Angela Schorr: Nach ihrem kognitiven Entwicklungsstand. Ab fünf- bis etwa neunjährigen Kindern kann man davon ausgehen, dass sie es für einen Unfall halten. In ihrer ursprünglichen Vorstellung gibt es nicht die Idee, dass jemand absichtsvoll mit dem Flugzeug gegen ein Gebäude rast. Das ist praktisch immer die erste Interpretation – und die schützt das Kind, es regt sich weniger auf. Daran sollte man dann auch nicht rühren. Bei ältere Kinder, so ab neun Jahren, ist die Realitätswahrnehmung bereits stärker ausgeprägt, da gehen Vermutungen in kritischere Betrachtung über. Diese Kinder bekommen auch mit, worüber sich die Erwachsenen eigentlich aufregen.

Was können Eltern tun?

Die müssen von Fall zu Fall entscheiden, worüber sie das Kind aufklären. Man kann schon sagen: Es war eine Gruppe von Fanatikern. Bei älteren Kindern kann man die Idee eines religiösen Fanatikers einführen – das gehört zu vorurteilsfreier Erziehung. Keinesfalls sollte man sich drücken und denken: Damit mache ich alles noch schlimmer. Es ist wichtig, die ganz einfachen Schemata den Kindern nahe zu bringen, ohne sie vorurteilshaft zu belegen.

Lehrer rufen zur Solidarität mit Amerika auf, lassen die Schüler beten, malen und Kondolenzbriefe schreiben. Wird hier nicht dilettiert?
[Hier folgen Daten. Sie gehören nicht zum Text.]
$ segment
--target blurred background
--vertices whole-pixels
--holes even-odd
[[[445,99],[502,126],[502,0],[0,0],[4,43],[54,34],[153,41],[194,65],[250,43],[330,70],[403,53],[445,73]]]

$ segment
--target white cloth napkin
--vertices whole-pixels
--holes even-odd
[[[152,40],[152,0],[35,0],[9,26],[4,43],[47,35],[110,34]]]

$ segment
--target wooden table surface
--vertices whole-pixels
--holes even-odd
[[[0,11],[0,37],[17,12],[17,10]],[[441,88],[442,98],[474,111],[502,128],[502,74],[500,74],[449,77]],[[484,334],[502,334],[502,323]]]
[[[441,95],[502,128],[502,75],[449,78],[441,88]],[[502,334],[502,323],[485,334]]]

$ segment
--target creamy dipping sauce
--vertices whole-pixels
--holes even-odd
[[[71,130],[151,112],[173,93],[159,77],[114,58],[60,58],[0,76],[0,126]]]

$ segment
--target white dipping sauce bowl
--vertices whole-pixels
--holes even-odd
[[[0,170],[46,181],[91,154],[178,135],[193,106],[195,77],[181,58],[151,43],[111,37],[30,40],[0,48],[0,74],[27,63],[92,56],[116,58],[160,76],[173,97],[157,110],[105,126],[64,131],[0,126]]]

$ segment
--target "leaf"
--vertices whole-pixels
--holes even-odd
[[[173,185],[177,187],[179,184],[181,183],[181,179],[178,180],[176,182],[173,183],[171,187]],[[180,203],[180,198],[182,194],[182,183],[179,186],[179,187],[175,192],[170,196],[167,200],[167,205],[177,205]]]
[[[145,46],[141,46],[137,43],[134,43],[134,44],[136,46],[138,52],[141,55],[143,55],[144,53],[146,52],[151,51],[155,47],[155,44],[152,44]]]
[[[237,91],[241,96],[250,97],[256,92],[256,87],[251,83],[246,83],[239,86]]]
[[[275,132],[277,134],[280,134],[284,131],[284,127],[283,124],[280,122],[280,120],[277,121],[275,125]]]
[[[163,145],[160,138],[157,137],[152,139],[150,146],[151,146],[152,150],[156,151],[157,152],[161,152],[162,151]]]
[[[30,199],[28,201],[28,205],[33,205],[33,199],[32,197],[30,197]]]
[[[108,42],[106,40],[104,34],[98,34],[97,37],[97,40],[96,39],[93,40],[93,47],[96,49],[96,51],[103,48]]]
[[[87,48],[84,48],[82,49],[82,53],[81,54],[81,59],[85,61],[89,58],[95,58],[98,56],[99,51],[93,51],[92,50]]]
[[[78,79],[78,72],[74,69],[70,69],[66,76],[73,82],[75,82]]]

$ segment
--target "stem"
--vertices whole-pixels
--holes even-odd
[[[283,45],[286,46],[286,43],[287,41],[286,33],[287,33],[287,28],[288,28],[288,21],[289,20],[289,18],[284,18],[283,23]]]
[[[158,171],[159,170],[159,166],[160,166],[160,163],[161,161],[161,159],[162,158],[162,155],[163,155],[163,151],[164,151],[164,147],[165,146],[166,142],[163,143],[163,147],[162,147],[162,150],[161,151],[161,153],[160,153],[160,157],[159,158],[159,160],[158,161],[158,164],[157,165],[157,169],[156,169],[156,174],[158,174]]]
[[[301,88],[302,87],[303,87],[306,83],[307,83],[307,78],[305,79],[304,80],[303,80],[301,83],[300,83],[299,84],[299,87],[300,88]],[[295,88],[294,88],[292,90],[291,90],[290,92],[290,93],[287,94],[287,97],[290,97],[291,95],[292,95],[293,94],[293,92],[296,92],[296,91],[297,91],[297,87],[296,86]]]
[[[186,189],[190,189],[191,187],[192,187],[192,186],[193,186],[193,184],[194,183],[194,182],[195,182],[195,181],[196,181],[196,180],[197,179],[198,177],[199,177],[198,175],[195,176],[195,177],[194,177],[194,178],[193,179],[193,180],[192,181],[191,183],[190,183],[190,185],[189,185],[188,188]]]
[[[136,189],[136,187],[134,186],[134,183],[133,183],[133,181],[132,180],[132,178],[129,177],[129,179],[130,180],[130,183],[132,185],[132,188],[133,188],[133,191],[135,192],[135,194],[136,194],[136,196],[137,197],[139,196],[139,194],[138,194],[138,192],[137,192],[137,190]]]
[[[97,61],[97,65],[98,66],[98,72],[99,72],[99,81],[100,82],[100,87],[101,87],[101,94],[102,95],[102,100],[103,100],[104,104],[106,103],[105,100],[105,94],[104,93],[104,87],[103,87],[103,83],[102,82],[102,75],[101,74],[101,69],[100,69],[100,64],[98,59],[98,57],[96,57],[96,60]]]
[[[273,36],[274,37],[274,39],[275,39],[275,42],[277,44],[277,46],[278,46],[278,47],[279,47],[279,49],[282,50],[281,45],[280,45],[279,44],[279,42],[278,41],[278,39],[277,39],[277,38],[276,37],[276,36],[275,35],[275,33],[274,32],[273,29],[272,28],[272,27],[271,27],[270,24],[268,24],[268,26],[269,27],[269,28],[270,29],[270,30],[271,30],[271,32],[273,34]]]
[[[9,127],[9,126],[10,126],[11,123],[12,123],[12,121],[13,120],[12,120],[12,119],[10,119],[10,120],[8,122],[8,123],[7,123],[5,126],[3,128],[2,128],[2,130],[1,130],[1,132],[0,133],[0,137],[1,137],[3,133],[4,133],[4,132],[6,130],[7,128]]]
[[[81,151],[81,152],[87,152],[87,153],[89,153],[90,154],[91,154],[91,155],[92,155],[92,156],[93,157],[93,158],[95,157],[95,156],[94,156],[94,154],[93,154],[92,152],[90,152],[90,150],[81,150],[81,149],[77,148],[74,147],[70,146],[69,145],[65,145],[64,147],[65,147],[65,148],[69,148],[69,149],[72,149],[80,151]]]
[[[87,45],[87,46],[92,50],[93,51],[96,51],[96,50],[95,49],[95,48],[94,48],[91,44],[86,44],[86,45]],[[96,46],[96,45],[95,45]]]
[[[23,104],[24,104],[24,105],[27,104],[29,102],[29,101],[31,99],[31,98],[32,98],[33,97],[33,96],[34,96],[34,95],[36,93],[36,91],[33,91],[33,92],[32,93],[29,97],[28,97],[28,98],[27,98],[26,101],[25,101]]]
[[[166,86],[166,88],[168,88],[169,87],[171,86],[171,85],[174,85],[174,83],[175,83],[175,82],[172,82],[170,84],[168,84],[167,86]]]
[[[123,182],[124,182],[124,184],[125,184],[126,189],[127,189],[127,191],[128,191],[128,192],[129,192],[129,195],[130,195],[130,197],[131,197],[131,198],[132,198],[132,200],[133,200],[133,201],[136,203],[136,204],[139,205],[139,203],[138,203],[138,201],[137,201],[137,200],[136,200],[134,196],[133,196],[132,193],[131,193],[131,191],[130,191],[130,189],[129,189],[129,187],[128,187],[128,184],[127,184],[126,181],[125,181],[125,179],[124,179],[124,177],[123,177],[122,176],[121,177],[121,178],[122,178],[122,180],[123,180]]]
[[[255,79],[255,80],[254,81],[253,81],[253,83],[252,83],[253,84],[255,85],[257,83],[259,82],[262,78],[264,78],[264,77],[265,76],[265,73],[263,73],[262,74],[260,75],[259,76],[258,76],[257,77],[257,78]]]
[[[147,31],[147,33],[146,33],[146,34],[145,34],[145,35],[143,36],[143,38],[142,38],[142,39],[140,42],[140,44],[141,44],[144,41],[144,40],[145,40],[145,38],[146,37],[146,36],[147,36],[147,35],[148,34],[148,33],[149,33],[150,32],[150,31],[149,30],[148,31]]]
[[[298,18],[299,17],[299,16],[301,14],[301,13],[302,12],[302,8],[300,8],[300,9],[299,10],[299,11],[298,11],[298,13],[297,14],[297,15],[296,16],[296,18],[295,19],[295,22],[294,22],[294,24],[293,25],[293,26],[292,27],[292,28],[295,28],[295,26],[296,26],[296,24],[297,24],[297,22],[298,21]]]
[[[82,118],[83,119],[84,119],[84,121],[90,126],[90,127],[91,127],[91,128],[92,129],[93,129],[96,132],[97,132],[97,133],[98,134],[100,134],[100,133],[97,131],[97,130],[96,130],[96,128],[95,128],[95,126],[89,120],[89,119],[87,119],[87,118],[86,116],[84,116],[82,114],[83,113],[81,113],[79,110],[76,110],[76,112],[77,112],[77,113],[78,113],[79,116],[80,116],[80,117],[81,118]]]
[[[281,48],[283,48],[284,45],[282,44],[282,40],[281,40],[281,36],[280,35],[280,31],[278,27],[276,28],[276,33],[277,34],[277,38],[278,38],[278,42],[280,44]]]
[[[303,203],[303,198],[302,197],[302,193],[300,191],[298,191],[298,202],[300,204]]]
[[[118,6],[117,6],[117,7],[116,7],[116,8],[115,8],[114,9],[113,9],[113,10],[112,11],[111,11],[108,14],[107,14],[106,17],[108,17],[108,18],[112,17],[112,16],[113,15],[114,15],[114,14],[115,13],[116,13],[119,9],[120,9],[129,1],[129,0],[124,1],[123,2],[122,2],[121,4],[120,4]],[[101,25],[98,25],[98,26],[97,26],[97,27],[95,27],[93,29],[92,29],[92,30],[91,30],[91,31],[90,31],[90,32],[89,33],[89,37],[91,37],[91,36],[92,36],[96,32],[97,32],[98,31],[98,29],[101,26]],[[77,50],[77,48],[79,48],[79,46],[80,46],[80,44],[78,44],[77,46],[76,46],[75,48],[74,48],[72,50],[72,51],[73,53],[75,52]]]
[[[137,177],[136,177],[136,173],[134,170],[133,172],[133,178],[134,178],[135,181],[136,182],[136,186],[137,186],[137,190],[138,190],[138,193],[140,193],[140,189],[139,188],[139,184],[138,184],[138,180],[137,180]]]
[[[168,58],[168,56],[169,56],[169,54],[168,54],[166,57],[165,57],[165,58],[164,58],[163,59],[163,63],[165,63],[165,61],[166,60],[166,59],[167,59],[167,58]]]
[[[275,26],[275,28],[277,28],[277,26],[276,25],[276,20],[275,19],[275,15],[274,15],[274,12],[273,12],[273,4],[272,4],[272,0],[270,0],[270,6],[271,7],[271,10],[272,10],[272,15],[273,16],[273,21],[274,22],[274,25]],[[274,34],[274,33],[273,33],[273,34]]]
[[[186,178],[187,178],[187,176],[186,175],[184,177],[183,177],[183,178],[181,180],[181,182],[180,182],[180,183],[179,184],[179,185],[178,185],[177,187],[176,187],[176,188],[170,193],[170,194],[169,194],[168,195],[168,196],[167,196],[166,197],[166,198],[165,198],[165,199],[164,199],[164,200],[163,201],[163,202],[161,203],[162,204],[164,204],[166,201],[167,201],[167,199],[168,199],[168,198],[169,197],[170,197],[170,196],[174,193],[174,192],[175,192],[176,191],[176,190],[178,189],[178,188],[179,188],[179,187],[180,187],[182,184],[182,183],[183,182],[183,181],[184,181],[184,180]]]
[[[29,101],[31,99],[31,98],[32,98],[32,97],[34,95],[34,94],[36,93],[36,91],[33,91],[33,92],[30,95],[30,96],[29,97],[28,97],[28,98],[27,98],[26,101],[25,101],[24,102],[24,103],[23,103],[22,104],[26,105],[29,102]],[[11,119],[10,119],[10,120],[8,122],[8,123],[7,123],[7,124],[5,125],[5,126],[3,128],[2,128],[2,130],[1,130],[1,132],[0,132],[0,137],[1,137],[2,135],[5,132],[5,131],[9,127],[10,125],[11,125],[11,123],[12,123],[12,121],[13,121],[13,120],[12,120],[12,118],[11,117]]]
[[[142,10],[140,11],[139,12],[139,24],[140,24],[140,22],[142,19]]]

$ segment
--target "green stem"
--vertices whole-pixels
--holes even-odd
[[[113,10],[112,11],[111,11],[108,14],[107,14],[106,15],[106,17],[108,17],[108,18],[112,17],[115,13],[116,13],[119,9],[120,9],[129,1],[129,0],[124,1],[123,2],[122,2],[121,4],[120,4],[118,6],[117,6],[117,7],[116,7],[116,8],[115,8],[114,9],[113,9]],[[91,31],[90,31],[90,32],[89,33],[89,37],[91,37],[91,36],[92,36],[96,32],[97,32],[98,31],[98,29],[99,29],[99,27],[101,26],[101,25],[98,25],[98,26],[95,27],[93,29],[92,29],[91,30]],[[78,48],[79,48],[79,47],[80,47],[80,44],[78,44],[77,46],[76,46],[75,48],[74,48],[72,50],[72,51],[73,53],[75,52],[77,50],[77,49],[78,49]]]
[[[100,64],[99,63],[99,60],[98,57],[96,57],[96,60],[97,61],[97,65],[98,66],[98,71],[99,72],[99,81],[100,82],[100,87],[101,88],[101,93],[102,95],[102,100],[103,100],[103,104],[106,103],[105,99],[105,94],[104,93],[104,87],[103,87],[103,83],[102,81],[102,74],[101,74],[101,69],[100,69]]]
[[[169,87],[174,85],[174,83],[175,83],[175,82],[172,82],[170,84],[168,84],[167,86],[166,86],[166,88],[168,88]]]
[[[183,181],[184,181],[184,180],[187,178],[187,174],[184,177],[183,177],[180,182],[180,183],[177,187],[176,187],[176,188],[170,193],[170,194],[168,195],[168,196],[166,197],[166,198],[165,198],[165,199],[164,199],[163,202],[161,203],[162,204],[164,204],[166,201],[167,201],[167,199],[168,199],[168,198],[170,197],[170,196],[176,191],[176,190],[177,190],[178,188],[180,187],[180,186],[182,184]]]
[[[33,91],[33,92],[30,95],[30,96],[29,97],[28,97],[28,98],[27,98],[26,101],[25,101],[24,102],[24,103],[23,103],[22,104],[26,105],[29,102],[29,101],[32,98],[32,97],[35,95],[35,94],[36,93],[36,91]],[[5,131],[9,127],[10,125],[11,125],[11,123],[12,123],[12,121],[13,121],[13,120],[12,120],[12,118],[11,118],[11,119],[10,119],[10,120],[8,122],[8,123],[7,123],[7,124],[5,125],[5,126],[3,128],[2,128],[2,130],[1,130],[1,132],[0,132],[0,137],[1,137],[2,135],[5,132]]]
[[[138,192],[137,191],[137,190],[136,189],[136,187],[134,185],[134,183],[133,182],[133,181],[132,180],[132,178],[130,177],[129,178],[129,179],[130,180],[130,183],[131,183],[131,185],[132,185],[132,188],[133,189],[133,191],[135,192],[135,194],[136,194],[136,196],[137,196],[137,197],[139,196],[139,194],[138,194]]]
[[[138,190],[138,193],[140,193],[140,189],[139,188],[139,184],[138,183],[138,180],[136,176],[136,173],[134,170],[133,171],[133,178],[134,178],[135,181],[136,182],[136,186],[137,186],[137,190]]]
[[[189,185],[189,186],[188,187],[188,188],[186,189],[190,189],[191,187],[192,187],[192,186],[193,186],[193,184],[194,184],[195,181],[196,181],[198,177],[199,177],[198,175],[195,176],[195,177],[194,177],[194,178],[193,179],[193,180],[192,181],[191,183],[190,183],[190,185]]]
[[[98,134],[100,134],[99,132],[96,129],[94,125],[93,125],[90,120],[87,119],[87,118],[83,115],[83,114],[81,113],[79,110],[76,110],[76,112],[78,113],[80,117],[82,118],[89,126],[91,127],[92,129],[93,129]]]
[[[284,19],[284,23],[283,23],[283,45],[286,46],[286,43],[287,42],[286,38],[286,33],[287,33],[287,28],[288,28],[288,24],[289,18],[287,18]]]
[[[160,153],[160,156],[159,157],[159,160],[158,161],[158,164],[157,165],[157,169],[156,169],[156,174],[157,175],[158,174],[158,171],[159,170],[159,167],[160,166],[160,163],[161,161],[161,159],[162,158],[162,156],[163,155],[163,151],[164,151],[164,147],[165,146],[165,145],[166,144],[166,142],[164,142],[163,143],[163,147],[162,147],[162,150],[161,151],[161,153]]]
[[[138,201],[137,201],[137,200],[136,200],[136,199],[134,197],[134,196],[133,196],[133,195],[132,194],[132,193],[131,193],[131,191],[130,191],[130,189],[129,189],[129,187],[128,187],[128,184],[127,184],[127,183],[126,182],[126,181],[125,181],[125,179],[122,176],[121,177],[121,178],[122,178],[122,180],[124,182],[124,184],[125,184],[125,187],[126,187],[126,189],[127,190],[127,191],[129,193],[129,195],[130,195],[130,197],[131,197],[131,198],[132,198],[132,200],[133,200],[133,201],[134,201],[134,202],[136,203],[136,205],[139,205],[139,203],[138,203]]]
Wenn Kinder in der Schule Fragen stellen, zeigen sich natürlich auch die Lehrer überfordert. Wenn aber sowieso Malstunde ist und die Kinder haben diese Bilder im Kopf, warum sollen sie sie nicht aufmalen? Man muss es aber sehr einfach halten und sich wirklich gut überlegen, wie man es vermeiden kann, Vorurteile aufzubauen. Hier sind aber vor allem die Eltern gefragt.

Gerade Kinder sind doch durch zumindest visuell weit blutigere Katastrophenszenarien in Computerspielen oder der „Tagesschau“ geschult. Woraus resultieren die Ängste, wenn nicht aus den Bildern selbst?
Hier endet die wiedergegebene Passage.